Infine il capitolo sullo scandalo della pedofilia che, attualmente, occupa le pagine di molti giornali italiani ed esteri: a proposito del «venire alla ribalta di questi fenomeni terribili, di questo peccato scandalosamente grave e ancor più grave quando è compiuto da un consacrato, [...] papa Benedetto ha usato delle parole durissime: "Sgomento, tradimento, rimorso"; ha richiamato con chiarezza che il perdono, che è possibile per ogni peccato, implicherà il rendere conto a Dio e ai tribunali istituiti correttamente». E sugli attacchi mediatici cui stiamo assistendo in questi giorni al papa, dall'Italia e dall'estero: «Non è uno che si nasconde dietro al suo ruolo questo "umile lavoratore della vigna", come lui stesso si è definito, un uomo intelligentissimo e di un'umiltà eccezionale; si è giocato un'altra volta in primo piano, non ha usato gli apparati. Allora certamente la campagna mass-mediatica contro di lui è pretestuosa».

Per ascoltare l'intera intervista clicca qui.

Messaggio Urbi et Orbi del papa

"Cantemus Domino: gloriose enim magnificatus est". "Cantiamo al Signore: è veramente glorioso!" (Liturgia delle Ore, Pasqua, Ufficio di Lettura, Ant. 1).

Cari fratelli e sorelle!

Vi reco l’annuncio della Pasqua con queste parole della Liturgia, che riecheggiano l’antichissimo inno di lode gli ebrei dopo il passaggio del Mar Rosso. Narra il Libro dell’Esodo (cfr 15,19-21) che quando ebbero attraversato il mare all’asciutto e videro gli egiziani sommersi dalle acque, Miriam – la sorella di Mosè e di Aronne – e le altre donne intonarono danzando questo canto di esultanza: "Cantate al Signore, / perché ha mirabilmente trionfato: / cavallo e cavaliere / ha gettato nel mare!". I cristiani, in tutto il mondo, ripetono questo cantico nella Veglia pasquale, ed una speciale preghiera ne spiega il significato; una preghiera che ora, nella piena luce della Risurrezione, con gioia facciamo nostra: "O Dio, anche ai nostri tempi vediamo risplendere i tuoi antichi prodigi: ciò che facesti con la tua mano potente per liberare un solo popolo dall’oppressione del faraone, ora lo compi attraverso l’acqua del Battesimo per la salvezza di tutti i popoli; concedi che l’umanità intera sia accolta tra i figli di Abramo e partecipi alla dignità del popolo eletto".

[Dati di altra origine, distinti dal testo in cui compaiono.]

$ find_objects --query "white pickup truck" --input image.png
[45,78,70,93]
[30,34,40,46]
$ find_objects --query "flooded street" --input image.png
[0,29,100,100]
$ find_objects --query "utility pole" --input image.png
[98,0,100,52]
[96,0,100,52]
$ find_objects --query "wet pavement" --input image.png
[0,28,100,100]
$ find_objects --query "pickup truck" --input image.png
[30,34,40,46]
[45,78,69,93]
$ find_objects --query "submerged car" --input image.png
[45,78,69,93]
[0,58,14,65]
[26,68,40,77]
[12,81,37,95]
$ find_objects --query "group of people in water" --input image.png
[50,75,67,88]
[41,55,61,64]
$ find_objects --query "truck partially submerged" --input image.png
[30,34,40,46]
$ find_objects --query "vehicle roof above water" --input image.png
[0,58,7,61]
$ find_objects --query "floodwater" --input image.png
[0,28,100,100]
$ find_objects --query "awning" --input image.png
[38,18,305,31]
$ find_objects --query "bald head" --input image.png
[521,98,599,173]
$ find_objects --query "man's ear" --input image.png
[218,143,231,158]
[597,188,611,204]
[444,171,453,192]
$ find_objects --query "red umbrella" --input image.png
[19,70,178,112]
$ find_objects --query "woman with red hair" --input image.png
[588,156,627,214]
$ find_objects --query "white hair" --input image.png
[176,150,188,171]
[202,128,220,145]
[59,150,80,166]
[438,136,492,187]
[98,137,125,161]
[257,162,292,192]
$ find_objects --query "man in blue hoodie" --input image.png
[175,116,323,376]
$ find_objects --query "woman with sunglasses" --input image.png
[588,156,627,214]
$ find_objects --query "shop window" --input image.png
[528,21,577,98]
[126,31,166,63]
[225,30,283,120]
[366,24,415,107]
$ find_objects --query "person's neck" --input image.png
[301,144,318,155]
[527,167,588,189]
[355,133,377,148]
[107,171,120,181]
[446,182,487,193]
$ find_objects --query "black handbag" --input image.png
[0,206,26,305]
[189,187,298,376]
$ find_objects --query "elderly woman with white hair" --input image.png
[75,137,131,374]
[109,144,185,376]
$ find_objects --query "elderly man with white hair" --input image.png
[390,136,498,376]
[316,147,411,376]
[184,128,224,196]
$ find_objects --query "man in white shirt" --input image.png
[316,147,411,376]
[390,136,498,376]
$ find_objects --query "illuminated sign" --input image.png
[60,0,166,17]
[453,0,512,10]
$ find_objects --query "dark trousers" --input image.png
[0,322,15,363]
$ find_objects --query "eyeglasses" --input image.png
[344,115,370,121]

Il Vangelo ci ha rivelato il compimento delle antiche figure: con la sua morte e risurrezione, Gesù Cristo ha liberato l’uomo dalla schiavitù radicale, quella del peccato, e gli ha aperto la strada verso la vera Terra promessa, il Regno di Dio, Regno universale di giustizia, di amore e di pace. Questo "esodo" avviene prima di tutto dentro l’uomo stesso, e consiste in una nuova nascita nello Spirito Santo, effetto del Battesimo che Cristo ci ha donato proprio nel mistero pasquale. L’uomo vecchio lascia il posto all’uomo nuovo; la vita di prima è alle spalle, si può camminare in una vita nuova (cfr Rm 6,4). Ma l’"esodo" spirituale è principio di una liberazione integrale, capace di rinnovare ogni dimensione umana, personale e sociale.

Sì, fratelli, la Pasqua è la vera salvezza dell’umanità! Se Cristo – l’Agnello di Dio – non avesse versato il suo Sangue per noi, non avremmo alcuna speranza, il destino nostro e del mondo intero sarebbe inevitabilmente la morte. Ma la Pasqua ha invertito la tendenza: la Risurrezione di Cristo è una nuova creazione, come un innesto che può rigenerare tutta la pianta. E’ un avvenimento che ha modificato l’orientamento profondo della storia, sbilanciandola una volta per tutte dalla parte del bene, della vita, del perdono. Siamo liberi, siamo salvi! Ecco perché dall’intimo del cuore esultiamo: "Cantiamo al Signore: è veramente glorioso!"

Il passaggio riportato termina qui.